A meta-analysis, published in JAMA Oncology, examined the findings of 113 unique studies to evaluate the effectiveness of each treatment method. Studies that were included were randomized clinical trials where subjects were ≥ 18-years-old and used CRF severity as an outcome, not as an adverse effect of cancer treatment. Investigators excluded studies that used erythropoietin-stimulating agents (drugs normally used for anemia and not CRF) and alternative therapies. The 113 studies comprised 11 525 patients; the majority were female (78% vs 22%); most were breast cancer studies (46.9%). Fourteen studies used a pharmaceutical intervention; 10 used combined exercise and psychological, 34 used psychological interventions; and 69 used exercise.

Every type of intervention studied improved CRF. Exercise therapy alone produced the greatest effect on CRF regardless of the type of exercise (anaerobic, aerobic, or both).
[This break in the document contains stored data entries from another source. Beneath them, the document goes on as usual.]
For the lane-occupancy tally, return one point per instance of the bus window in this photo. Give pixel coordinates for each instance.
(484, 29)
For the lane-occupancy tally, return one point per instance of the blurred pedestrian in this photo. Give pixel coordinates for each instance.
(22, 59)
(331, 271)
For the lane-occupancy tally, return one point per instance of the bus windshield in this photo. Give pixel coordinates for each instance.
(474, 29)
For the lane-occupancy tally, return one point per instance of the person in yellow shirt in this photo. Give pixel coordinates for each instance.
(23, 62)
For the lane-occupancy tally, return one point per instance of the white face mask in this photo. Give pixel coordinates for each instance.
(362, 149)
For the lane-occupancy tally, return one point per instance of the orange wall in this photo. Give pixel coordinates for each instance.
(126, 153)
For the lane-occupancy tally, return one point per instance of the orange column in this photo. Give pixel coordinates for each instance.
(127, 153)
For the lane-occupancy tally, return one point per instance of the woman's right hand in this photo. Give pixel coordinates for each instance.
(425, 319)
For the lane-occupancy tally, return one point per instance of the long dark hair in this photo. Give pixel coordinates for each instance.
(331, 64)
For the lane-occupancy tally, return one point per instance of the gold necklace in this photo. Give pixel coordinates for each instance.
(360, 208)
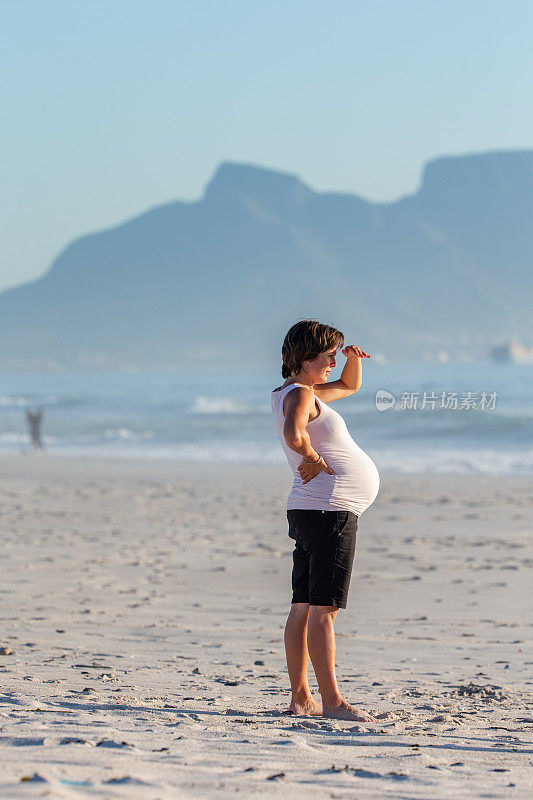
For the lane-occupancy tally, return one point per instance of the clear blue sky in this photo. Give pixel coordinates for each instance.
(113, 106)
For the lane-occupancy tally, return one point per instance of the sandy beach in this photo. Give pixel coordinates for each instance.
(143, 607)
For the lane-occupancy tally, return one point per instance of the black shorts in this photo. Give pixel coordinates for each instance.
(323, 555)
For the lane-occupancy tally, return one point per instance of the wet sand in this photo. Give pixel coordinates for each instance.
(143, 607)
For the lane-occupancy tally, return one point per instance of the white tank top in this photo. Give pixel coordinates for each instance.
(354, 486)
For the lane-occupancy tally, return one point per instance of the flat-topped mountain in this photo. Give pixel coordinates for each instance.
(224, 277)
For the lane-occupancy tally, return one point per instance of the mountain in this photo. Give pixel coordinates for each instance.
(222, 279)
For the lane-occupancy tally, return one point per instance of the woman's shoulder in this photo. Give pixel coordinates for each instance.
(279, 388)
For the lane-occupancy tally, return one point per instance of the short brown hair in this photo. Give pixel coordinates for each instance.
(305, 341)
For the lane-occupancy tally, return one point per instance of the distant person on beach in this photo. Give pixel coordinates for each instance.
(335, 481)
(34, 419)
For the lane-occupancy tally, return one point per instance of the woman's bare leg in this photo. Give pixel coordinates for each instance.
(321, 643)
(302, 701)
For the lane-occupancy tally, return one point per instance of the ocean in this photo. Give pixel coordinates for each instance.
(475, 417)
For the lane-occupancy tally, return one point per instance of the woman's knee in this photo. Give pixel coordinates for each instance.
(323, 611)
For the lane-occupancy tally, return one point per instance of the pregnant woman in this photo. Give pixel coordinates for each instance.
(334, 483)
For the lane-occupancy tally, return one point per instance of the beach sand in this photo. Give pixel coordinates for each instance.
(144, 604)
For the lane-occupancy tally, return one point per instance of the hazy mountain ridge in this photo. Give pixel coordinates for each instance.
(448, 265)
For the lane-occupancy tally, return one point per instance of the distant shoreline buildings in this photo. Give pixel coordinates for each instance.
(513, 352)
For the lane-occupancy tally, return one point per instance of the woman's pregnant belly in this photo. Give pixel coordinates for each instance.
(353, 487)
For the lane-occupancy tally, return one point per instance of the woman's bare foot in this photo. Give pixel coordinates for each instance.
(306, 708)
(345, 711)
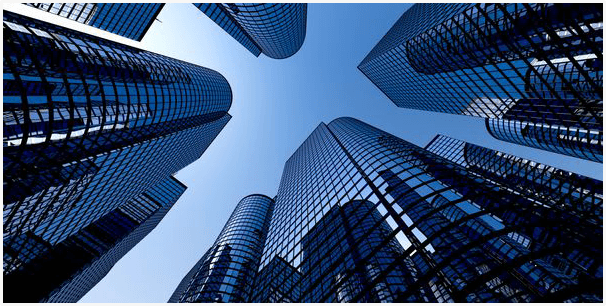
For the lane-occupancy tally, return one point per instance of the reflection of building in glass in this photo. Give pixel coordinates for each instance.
(131, 20)
(89, 126)
(274, 29)
(279, 282)
(536, 66)
(577, 192)
(66, 271)
(568, 140)
(226, 273)
(354, 258)
(363, 216)
(465, 236)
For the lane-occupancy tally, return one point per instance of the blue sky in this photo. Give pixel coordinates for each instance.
(276, 105)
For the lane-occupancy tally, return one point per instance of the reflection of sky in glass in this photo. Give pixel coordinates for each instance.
(276, 105)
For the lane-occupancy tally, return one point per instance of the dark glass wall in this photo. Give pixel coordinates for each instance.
(90, 126)
(572, 141)
(227, 272)
(275, 29)
(436, 230)
(65, 272)
(131, 20)
(540, 64)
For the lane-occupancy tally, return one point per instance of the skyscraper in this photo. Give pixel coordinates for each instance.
(363, 216)
(226, 273)
(65, 272)
(274, 29)
(90, 126)
(131, 20)
(533, 70)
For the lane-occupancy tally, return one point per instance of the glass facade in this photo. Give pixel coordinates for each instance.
(226, 273)
(363, 216)
(539, 64)
(274, 29)
(572, 141)
(90, 125)
(65, 272)
(130, 20)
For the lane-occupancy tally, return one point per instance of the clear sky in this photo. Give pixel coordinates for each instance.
(276, 105)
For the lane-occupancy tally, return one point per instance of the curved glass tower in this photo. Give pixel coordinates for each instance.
(539, 64)
(363, 216)
(90, 126)
(226, 273)
(130, 20)
(274, 29)
(572, 141)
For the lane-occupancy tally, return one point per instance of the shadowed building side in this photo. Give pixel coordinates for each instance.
(535, 66)
(228, 270)
(90, 127)
(274, 29)
(130, 20)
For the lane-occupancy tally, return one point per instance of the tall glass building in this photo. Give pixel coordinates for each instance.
(226, 273)
(91, 125)
(130, 20)
(274, 29)
(533, 70)
(65, 272)
(363, 216)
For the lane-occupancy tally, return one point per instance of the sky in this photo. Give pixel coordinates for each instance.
(276, 105)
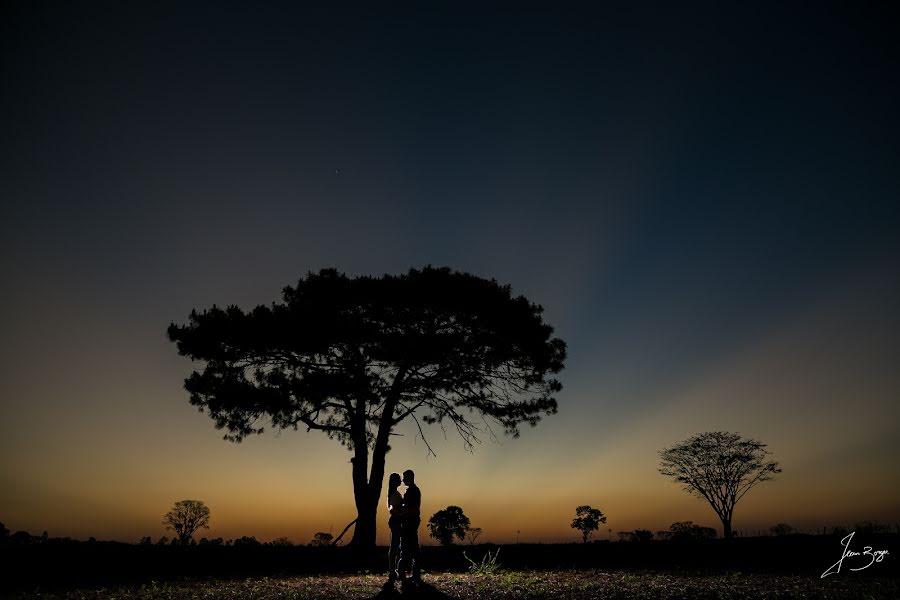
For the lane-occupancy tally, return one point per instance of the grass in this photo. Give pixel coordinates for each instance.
(510, 585)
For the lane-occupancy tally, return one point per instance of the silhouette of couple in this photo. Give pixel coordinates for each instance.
(403, 554)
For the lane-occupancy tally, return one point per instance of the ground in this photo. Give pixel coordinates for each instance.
(508, 585)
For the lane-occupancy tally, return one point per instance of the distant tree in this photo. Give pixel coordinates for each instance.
(186, 517)
(638, 535)
(781, 529)
(449, 523)
(281, 542)
(587, 520)
(473, 533)
(212, 542)
(247, 541)
(719, 467)
(355, 357)
(321, 539)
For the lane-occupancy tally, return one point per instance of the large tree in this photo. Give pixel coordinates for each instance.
(354, 357)
(719, 467)
(186, 517)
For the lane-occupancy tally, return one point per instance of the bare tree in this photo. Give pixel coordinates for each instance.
(321, 539)
(719, 467)
(472, 534)
(186, 517)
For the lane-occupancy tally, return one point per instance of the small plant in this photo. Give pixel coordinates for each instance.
(487, 566)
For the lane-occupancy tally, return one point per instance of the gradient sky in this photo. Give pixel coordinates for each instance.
(706, 202)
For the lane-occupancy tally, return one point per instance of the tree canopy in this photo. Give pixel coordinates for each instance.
(354, 357)
(719, 467)
(449, 523)
(186, 517)
(587, 520)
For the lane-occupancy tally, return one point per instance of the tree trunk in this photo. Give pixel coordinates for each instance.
(364, 532)
(367, 491)
(726, 528)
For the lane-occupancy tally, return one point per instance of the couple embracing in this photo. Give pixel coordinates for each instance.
(403, 554)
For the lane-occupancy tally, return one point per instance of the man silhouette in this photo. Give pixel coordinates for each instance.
(409, 537)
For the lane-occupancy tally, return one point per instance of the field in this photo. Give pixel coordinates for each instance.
(512, 585)
(743, 569)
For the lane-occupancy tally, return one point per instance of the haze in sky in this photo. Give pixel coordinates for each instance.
(704, 200)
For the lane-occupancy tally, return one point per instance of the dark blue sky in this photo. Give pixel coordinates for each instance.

Pharmacological intervention, which studied paroxetine, modafinil, armodafinil, methylphenidate, amphetamines, and methylprednisolone, had the weakest effect on CRF. While the combination of exercise and psychological treatment reduced CRF, it produced inconsistent results – the combined reduction of CRF was sometimes equal to or less than the reduction each treatment produced when used individually. The greatest improvement in CRF was seen in patients with early-stage cancer and patients that had completed primary treatment. Cognitive behavioral therapy was more effective than other types of psychological treatment. Exercise reduced CRF greatest in patients receiving primary treatment.

This meta-analysis may allow clinicians to create a guideline for the treatment of CRF. Although this analysis included a large number of randomized clinical trials and there was a low probability of bias, many of the studies lacked key demographic information, included mostly women with breast cancer, and some did not clearly designate CRF as a primary or secondary outcome. Future clinical trials where the reduction in CRF is the primary outcome and that include exercise, psychological, pharmacological, and combination treatment would provide more evidence to make better recommendations. Based on the results of this meta-analysis, physicians should prescribe exercise and psychological interventions as the first-line treatment for CRF.